Krizin etkileri, değişen pazarlama anlayışı ve gelecekle ilgili sohbette ilk olarak Yılmaz Yılmaz konuştu. Ana pazarları olan Türkiye’deki kadın ölçülerinden yola çıkarak farklı ürün çeşitleriyle nasıl ayrışmaya çalıştıklarının örneklerini verdi. Yorgancıoğlu ise, Tüketici Güven Endeksi’nin 2001’deki verilerden 10-15 puan düşük olduğunu, bu yüzden tüketicilerle olan iletişim stratejilerini mutluluk üstüne konumlandırdıklarını, Amerika, İngiltere ve Almanya krizden çıkmadan bu krizin atlatılmış sayılamayacağından bahsetti.



Levent Erden ise ülkemizin değişemeyen ekonomik koşullarından yola çıkarak çarpıcı tespitlerde bulundu. Sosyal değişimin yaşandığını zaten biliyoruz ama Erden, “ekran nesli”nin doğuşuyla birlikte tek başına sosyalleşen bu kitleyi tam anlamıyla tatmin eden bir ürünün henüz doğmadığına dikkat çekti. Bu nesille birlikte (ister 5 ister 10 yıl diyin) kitlesel TV’nin de yok olacağını belirten Erden, kendi tüketim kalıplarını geliştiren bu grup için “tatmin”in çok önemli olduğunu ekledi. Erden, "Bu kitle, kendi tüketim kalıplarını üretiyor. Rakip kavramı yok oldu. Harcanacak para varken ceket, koltuk veya iphone arasındaki tercihleri ihtiyaca değil tatmine yönelik belirleniyor" dedi.



1929’daki Büyük Buhran’dan sonra dünya savaşı çıktığını hatırlatan Erden, aynı şey günümüzde de olabilir uyarısında bulundu. Sarkozy’nin Peugeot ve Renault CEO’larına yaptığı para yardımı karşılığında tek bir kişinin işten çıkarılmaması koşulunu getirdiğini söyleyen Erden, milliyetçi pazarlamanın tırmanacağını ve bunun da AB’nin ölümüne sebep olacağını ifade etti. Yeni dünya düzeninde pazarlama bilmeyen finansçı ya da makro ekonomiden anlamayan bir pazarlamacının olamayacağını, bu yüzden bütünsel düşüncenin hükümdarlığını ilan edeceğini de ekledi.

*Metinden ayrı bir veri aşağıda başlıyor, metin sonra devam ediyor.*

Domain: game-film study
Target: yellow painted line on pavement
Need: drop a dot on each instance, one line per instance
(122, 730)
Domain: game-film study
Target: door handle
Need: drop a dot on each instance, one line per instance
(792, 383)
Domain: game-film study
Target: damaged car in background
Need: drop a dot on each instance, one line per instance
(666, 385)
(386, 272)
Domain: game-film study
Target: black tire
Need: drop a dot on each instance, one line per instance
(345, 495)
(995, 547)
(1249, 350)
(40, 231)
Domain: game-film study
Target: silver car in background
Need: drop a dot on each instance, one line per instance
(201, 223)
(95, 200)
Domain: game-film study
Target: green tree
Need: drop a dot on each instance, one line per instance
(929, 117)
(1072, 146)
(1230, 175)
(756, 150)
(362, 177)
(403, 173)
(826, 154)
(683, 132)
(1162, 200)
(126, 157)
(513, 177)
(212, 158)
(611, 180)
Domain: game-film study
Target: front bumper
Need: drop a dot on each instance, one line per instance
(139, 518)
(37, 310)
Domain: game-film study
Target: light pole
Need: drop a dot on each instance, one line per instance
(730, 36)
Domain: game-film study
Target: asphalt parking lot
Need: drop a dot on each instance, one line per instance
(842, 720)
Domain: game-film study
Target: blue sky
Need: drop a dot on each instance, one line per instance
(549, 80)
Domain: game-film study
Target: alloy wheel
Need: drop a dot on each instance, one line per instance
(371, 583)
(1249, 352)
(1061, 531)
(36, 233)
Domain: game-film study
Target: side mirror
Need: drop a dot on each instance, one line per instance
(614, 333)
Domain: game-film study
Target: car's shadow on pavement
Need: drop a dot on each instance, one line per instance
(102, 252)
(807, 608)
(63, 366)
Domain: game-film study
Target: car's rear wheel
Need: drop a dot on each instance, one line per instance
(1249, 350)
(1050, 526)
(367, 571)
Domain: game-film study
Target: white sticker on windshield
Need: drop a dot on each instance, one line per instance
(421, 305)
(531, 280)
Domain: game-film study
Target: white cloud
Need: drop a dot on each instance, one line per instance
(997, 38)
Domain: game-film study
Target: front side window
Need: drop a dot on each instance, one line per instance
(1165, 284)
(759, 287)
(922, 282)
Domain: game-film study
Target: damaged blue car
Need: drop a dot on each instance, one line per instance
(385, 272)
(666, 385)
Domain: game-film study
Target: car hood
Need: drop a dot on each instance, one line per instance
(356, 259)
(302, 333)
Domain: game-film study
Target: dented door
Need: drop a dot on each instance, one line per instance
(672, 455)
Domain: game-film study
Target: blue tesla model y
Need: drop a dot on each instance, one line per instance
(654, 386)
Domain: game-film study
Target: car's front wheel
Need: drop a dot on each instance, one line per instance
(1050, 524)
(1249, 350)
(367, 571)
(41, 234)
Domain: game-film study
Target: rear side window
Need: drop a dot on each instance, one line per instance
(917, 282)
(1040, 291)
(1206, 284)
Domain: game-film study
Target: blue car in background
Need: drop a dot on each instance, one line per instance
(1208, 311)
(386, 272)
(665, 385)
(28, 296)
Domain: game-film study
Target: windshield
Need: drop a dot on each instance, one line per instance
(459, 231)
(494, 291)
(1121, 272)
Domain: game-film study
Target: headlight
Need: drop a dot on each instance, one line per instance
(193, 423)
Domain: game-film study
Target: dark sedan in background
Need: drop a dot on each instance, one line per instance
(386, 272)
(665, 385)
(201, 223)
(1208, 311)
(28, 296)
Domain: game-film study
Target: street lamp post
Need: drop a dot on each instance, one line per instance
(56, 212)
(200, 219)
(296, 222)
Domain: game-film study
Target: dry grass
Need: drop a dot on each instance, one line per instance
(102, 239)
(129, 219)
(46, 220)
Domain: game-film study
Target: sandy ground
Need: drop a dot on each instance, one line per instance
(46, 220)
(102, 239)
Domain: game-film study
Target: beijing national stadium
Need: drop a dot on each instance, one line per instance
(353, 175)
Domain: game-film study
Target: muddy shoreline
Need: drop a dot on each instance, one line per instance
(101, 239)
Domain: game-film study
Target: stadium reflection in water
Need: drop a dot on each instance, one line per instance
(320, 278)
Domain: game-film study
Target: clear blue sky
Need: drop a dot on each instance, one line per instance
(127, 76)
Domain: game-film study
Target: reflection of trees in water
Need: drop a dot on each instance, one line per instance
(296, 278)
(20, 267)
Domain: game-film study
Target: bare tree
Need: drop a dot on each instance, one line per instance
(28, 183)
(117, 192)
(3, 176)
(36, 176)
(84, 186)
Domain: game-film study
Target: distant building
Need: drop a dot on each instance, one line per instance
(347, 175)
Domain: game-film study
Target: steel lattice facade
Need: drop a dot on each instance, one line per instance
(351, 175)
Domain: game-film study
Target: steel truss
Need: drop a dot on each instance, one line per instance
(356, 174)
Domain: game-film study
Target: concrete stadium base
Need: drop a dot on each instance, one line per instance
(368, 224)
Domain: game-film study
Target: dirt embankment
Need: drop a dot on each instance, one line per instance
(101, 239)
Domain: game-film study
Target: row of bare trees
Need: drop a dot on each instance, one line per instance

Kriz yüzünden varlıkları erimiş, bir süre daha eksi büyüme rakamları açıklayacak olan ve eskisine oranla daha az paralı bir dünyada kazananlar, multidisipliner bir yapıyı benimsemiş, gerek tasarımlarıyla gerekse yenilikçi ve ihtiyaca yönelik bakış açılarıyla müşterilerini tatmin etmeyi başaranlar olacak gibi görünüyor.